Introduction
The goal of statistical inference is to make generalizations about the population when only a sample is available.
Sampling
We want to study the probability distribution of a population variable: how likely its possible values are to happen. The data we collect must be randomly generated from this probability distribution in order to make inference about the whole population.
Methods
There are several ways to sample a population:
- Simple random sample – each subject in the population has an equal chance of being selected. Some demographics might be missed.
- Stratified random sample – the population is divided into groups based on some characteristic (e.g. sex, geographic region). Then simple random sampling is done for each group based on its size in the actual population.
- Cluster sample – a random cluster of subjects is selected from the population (e.g. certain neighborhoods instead of the entire city).
Bias
There are several forms of sampling bias that can lead to incorrect inference:
- selection bias: not fully representative of the entire population.
- people who answer surveys.
- people from specific segments of the population (polling about health at fruit stand).
- survivorship bias: population improving over time by having lesser members leave due to death.
- head injuries with metal helmets increasing vs cloth caps because less lethal.
- damage in WWII planes: not uniformally distributed in planes that came back, but only in non-critical areas.
Note: other criteria can also impact the representativity of our sample.
Representativity
Due to the random nature of sampling, some samples are not representative of the population and will produce incorrect inference.

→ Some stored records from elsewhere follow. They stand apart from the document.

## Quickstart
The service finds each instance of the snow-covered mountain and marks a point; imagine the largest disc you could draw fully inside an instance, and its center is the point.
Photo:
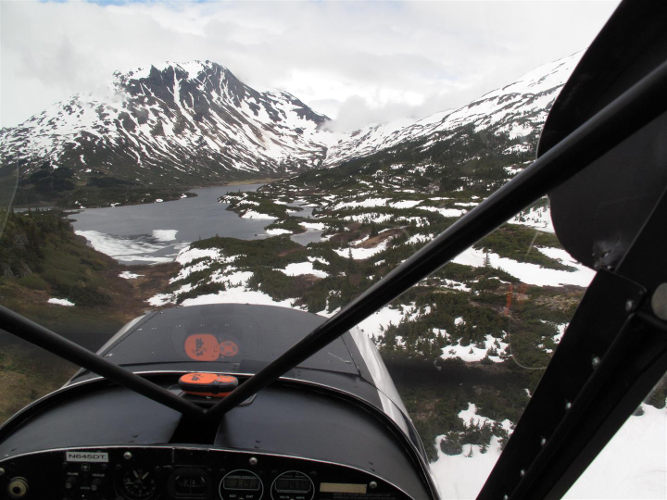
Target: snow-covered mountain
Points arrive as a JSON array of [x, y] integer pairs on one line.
[[518, 110], [177, 121], [195, 123]]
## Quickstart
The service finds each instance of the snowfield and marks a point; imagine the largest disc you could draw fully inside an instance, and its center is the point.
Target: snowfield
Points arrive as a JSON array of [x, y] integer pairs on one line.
[[633, 465]]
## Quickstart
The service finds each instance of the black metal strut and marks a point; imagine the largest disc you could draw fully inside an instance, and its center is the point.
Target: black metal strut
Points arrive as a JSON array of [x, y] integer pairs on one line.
[[35, 333]]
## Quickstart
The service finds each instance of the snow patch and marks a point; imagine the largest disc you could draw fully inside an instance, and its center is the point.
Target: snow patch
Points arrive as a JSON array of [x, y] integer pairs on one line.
[[127, 275], [61, 302]]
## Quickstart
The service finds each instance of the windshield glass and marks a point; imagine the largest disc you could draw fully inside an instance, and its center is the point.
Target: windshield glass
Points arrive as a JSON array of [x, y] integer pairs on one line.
[[188, 183]]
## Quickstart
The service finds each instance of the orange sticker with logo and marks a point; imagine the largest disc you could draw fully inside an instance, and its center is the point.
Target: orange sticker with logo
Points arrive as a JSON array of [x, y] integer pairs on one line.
[[202, 347]]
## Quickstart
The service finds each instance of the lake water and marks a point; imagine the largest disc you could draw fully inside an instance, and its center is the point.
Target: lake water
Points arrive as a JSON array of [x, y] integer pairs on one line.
[[153, 233]]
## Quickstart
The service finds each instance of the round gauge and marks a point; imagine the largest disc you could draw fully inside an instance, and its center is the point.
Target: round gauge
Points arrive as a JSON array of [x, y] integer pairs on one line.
[[292, 485], [137, 483], [241, 483]]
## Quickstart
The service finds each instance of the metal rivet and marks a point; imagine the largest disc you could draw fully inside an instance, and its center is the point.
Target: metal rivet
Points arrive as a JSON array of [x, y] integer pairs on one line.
[[659, 301]]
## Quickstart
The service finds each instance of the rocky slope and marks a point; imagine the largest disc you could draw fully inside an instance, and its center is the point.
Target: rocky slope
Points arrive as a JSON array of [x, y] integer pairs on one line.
[[182, 125], [186, 124]]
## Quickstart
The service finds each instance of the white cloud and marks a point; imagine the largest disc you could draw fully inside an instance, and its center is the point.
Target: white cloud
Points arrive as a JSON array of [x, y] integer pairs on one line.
[[367, 61]]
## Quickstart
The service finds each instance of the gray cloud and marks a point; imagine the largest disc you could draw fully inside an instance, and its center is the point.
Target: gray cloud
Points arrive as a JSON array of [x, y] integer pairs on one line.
[[361, 61]]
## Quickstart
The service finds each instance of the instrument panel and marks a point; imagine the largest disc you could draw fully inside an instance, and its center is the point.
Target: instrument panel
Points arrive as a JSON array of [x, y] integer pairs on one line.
[[176, 473]]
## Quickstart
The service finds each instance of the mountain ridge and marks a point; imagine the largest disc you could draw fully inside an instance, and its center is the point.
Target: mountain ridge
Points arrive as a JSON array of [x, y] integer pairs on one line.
[[179, 125]]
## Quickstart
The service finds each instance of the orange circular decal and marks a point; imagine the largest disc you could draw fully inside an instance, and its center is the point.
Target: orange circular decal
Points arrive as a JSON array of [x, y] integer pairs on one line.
[[202, 347], [228, 349]]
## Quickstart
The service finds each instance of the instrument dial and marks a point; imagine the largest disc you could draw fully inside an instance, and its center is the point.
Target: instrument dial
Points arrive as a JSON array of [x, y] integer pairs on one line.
[[137, 483]]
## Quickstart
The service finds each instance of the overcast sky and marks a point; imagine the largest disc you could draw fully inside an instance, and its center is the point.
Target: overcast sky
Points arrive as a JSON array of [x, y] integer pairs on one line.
[[357, 62]]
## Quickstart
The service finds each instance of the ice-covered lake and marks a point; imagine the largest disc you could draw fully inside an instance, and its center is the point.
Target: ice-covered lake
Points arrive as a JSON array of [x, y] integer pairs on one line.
[[155, 232]]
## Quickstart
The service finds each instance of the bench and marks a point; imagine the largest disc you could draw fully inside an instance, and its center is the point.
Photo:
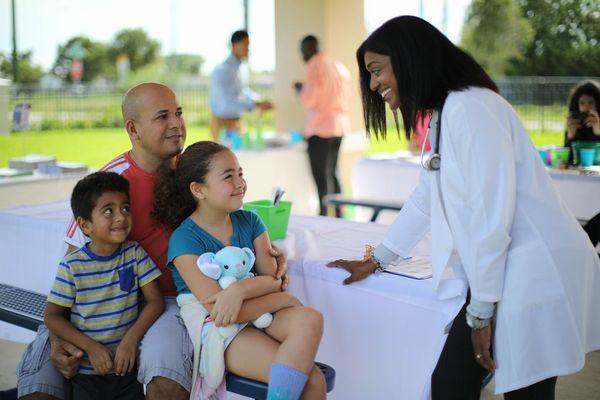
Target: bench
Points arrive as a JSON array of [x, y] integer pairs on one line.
[[336, 200], [25, 308]]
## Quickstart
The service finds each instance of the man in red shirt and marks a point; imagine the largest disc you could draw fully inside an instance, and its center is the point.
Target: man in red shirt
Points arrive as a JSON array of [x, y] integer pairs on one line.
[[154, 122]]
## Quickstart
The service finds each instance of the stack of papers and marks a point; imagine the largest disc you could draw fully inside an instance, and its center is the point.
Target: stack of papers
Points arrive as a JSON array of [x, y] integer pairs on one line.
[[414, 268]]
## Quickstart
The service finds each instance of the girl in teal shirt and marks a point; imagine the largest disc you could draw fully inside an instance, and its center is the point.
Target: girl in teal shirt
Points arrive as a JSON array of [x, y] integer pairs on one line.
[[202, 198]]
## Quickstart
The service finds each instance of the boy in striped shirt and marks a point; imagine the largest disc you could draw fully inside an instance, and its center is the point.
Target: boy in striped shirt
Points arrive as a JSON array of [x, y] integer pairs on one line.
[[99, 284]]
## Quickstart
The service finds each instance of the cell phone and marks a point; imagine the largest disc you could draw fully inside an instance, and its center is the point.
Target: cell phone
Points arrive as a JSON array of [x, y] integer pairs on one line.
[[580, 115]]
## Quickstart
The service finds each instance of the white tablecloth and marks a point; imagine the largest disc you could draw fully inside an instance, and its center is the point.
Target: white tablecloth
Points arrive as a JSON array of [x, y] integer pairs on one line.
[[382, 335], [394, 177]]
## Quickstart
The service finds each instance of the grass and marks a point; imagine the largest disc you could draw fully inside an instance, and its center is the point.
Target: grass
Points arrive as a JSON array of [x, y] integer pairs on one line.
[[95, 147]]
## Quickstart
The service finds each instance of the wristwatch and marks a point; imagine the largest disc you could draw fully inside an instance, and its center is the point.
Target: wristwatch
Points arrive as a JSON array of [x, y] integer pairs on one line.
[[477, 323], [369, 256]]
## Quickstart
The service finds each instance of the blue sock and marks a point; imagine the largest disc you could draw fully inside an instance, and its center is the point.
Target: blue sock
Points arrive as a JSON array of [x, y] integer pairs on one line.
[[285, 383]]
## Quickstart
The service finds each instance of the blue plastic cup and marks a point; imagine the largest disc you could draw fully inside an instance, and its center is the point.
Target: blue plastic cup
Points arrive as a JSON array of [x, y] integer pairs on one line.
[[586, 157], [543, 155], [236, 142], [296, 136]]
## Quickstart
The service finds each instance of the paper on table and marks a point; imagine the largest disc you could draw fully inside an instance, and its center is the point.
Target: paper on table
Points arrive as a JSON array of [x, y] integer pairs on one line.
[[414, 268]]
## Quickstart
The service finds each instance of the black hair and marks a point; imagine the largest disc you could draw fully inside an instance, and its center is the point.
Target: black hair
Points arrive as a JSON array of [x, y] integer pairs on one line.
[[173, 200], [310, 40], [426, 65], [591, 88], [238, 36], [89, 189]]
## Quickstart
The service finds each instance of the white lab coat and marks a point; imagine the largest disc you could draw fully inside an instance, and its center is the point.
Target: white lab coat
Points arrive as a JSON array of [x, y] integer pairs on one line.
[[499, 226]]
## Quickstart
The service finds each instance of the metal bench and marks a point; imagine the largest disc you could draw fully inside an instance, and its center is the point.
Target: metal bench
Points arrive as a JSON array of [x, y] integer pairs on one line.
[[21, 307], [25, 308], [336, 200]]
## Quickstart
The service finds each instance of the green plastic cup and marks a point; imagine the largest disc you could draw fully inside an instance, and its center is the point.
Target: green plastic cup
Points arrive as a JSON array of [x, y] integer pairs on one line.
[[275, 217], [560, 157]]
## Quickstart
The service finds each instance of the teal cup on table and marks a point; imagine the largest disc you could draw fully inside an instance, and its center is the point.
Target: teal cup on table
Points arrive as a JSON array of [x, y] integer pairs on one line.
[[586, 157]]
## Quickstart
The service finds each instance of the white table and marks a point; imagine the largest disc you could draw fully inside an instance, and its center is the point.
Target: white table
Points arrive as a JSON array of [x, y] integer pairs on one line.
[[393, 177], [382, 335]]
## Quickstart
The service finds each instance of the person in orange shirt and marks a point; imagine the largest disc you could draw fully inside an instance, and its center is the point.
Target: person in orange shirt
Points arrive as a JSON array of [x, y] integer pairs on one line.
[[324, 93]]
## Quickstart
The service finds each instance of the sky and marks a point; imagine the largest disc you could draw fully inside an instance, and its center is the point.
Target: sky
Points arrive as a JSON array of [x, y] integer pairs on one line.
[[183, 26]]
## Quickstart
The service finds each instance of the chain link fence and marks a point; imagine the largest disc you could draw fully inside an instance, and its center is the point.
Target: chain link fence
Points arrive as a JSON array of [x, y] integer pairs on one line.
[[79, 106], [541, 102]]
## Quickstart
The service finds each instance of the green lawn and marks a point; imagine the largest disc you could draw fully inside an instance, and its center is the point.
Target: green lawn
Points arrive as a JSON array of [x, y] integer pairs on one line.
[[97, 146], [91, 146]]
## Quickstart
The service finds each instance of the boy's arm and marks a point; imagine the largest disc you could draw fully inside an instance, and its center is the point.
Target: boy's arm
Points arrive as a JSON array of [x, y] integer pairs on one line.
[[100, 357], [58, 325], [154, 307]]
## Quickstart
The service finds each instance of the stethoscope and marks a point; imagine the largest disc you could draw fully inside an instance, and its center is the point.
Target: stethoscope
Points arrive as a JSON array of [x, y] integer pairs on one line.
[[434, 161]]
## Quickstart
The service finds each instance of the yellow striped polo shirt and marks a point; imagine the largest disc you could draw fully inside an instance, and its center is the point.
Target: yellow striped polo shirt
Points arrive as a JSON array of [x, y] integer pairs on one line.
[[102, 291]]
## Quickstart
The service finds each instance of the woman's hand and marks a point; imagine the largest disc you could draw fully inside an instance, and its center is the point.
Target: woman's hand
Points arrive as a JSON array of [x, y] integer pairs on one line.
[[593, 121], [572, 125], [359, 269], [482, 342], [227, 305]]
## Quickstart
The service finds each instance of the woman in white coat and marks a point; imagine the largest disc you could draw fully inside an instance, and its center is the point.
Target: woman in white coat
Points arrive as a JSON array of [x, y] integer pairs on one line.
[[500, 235]]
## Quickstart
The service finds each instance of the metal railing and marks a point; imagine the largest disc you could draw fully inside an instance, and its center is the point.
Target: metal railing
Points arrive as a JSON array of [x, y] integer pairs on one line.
[[541, 103]]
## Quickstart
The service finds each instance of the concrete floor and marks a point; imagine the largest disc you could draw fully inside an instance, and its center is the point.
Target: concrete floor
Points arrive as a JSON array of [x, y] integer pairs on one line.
[[584, 385]]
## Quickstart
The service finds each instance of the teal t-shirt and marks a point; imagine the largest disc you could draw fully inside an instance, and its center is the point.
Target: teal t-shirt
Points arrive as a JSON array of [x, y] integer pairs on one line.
[[189, 238]]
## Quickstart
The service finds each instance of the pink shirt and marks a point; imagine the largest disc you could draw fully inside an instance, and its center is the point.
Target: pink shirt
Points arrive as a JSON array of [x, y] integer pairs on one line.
[[325, 93]]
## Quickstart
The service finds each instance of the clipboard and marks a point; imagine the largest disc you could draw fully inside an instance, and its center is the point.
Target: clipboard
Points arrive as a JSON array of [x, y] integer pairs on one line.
[[413, 268]]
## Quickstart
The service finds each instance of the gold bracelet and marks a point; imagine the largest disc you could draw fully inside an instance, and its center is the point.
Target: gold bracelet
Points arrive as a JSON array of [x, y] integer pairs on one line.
[[370, 256]]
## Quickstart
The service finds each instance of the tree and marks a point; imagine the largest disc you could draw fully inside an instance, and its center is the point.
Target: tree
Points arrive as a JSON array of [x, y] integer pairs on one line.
[[94, 56], [495, 33], [185, 63], [566, 39], [28, 72], [137, 45]]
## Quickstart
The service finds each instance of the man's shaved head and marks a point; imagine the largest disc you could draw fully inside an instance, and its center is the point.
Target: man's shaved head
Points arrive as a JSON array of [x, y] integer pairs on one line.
[[134, 98]]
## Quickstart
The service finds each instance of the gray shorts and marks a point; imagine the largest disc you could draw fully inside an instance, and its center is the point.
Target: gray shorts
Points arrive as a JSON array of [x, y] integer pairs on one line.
[[165, 351]]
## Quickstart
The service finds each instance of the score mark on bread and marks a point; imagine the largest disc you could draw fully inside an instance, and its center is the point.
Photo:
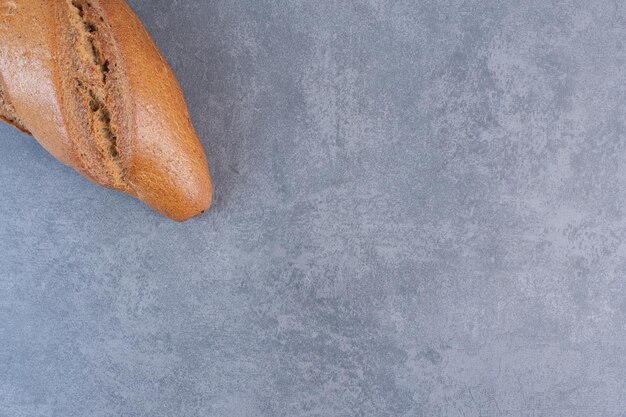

This uncertainty is reflected in the confidence level of statistical conclusions:
- a small proportion of samples, typically noted $\alpha$, will produce incorrect inferences.
- for 1 - $\alpha$ percents of all samples, the conclusions will be correct.
- the confidence level is therefore expressed as 1 - $\alpha$.
Note: 0.01 and 0.05 are the most common values of $\alpha$. This translates to 99% and 95% confidence intervals.
Probability Distribution
Point Estimate
It is often interesting to summarize the probability distribution with a single numerical feature of interest: the population parameter. We draw our conclusions about the parameter from the sample statistic.
A few important limitations:
- a sample is only part of the population; the numerical value of its statistic will not be the exact value of the parameter.
- the observed value of the statistic depends on the selected sample.
- some variability in the values of a statistic, over different samples, is unavoidable.
The Maximum Likelihood Estimator is the value of the parameter space (i.e. the set of all values the parameter can take) that is the most likely to have generated our sample. As the sample size increases, the MLE converges towards the true value of the population parameter.
- for discrete distributions, the MLE of the probability of success is equal to successes / total trials.
- for continuous distributions:
- the MLE of the population mean is the sample mean.
- the MLE of the population variance is the sample variance.
Note1: the sample variance needs to be slightly adjusted to become unbiased.
Note2: in more complex problems, the MLE can only be found via numerical optimization.
Hypothesis Testing
Experimental Design
Hypothesis testing is used to make decisions about a population using sample data.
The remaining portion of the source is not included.